Dans les premières minutes d’éveil, votre cerveau sort encore doucement du sommeil. Il traverse une phase de grande perméabilité émotionnelle, propice à la créativité et à la mise en place de vos priorités. Bombardé d’informations brutes, il se retrouve à traiter d’un coup des données complexes et souvent négatives, se mettant d’emblée en mode réaction plutôt qu’en mode action. Pour les psys, cette exposition précoce s’apparente à une véritable agression mentale.
Quand cinq minutes d’actualités colorent toute la journée
Les psychologues décrivent un puissant effet d’amorçage : l’ambiance émotionnelle des premières minutes du matin sert de filtre au reste de la journée. Or notre cerveau possède un biais de négativité qui lui fait retenir davantage les mauvaises nouvelles que les bonnes. Les fils d’actualité, pensés pour capter l’attention, amplifient ce biais en mettant en avant ce qui choque ou inquiète. Résultat, on finit par voir le monde en gris dès le petit déjeuner.
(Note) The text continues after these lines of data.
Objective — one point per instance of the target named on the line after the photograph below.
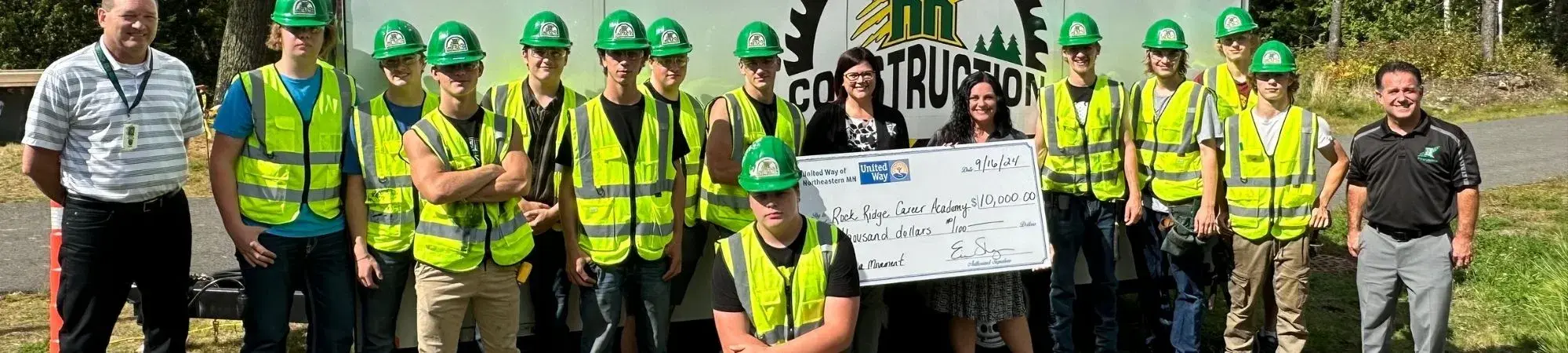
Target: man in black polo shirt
(1409, 176)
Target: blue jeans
(1180, 319)
(1083, 224)
(601, 305)
(322, 266)
(379, 308)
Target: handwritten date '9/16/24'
(995, 164)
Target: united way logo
(885, 172)
(305, 9)
(457, 45)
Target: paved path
(1514, 151)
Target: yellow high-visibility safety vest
(1271, 195)
(1230, 96)
(694, 126)
(617, 214)
(775, 316)
(1169, 161)
(390, 184)
(728, 206)
(1084, 159)
(288, 161)
(459, 236)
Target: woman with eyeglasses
(857, 120)
(981, 115)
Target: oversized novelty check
(932, 213)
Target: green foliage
(34, 34)
(1305, 24)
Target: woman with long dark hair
(857, 120)
(981, 115)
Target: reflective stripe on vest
(1169, 161)
(1084, 159)
(460, 236)
(1230, 96)
(391, 203)
(694, 126)
(614, 211)
(285, 151)
(728, 206)
(763, 291)
(1271, 195)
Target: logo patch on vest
(1429, 156)
(1272, 57)
(766, 167)
(550, 31)
(885, 172)
(394, 38)
(1169, 35)
(457, 45)
(757, 42)
(670, 37)
(623, 32)
(305, 9)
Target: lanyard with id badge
(129, 129)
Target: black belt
(142, 206)
(1404, 235)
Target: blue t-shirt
(404, 117)
(234, 120)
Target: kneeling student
(772, 289)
Autre conséquence, la surcharge cognitive. L’attention ressemble à une batterie limitée : en la dispersant d’emblée entre mails, réseaux sociaux et catastrophes lointaines, on entame son capital de concentration. Beaucoup décrivent ensuite un esprit qui papillonne, une difficulté à se plonger dans une tâche longue et la tentation permanente de retourner voir les infos. Ce doomscrolling, nourri par la FOMO (peur de manquer une information importante), donne l’illusion de contrôler le chaos alors qu’il entretient l’angoisse.
Se protéger sans se couper du monde : nouvelles routines et aide psy
Les thérapeutes parlent d’hygiène mentale et recommandent d’instaurer une « zone blanche » après le réveil : 15 minutes sans écran pour commencer, puis 30, voire une heure, en bannissant le smartphone de la chambre et en revenant au réveil classique. Ce temps libéré peut être rempli par des rituels simples qui ancrent dans le corps plutôt que dans l’actualité :
- boire un grand verre d’eau ;
- s’étirer ou marcher quelques minutes ;
- lire quelques pages d’un livre papier ;
- regarder la lumière du jour par la fenêtre.
Si malgré ces ajustements, l’actualité occupe tout l’espace mental, que l’humeur est plombée presque chaque matin ou que l’anxiété déborde, un accompagnement peut aider. Le dispositif Mon soutien psy permet le remboursement de douze séances d’accompagnement psychologique par an, à 50 euros la séance, et a déjà aidé près de 587 000 patients depuis 2022 grâce à environ 5 500 psychologues partenaires. La campagne nationale de l’Assurance Maladie le rappelle avec cette phrase : « Mon soutien psy, ne restez pas seul avec votre mal-être ».
En bref
- En France, les psychologues alertent sur l’habitude de consulter les infos dès le réveil, dans un contexte d’augmentation des troubles anxieux et dépressifs.
- Consulter l’actualité au saut du lit déclenche un pic de cortisol, renforce le biais de négativité et alimente le doomscrolling qui fragilise l’hygiène mentale.
- Entre routines sans écran et recours à Mon soutien psy, plusieurs pistes aident à reprendre la main sur ses matinées sans rompre avec l’actualité.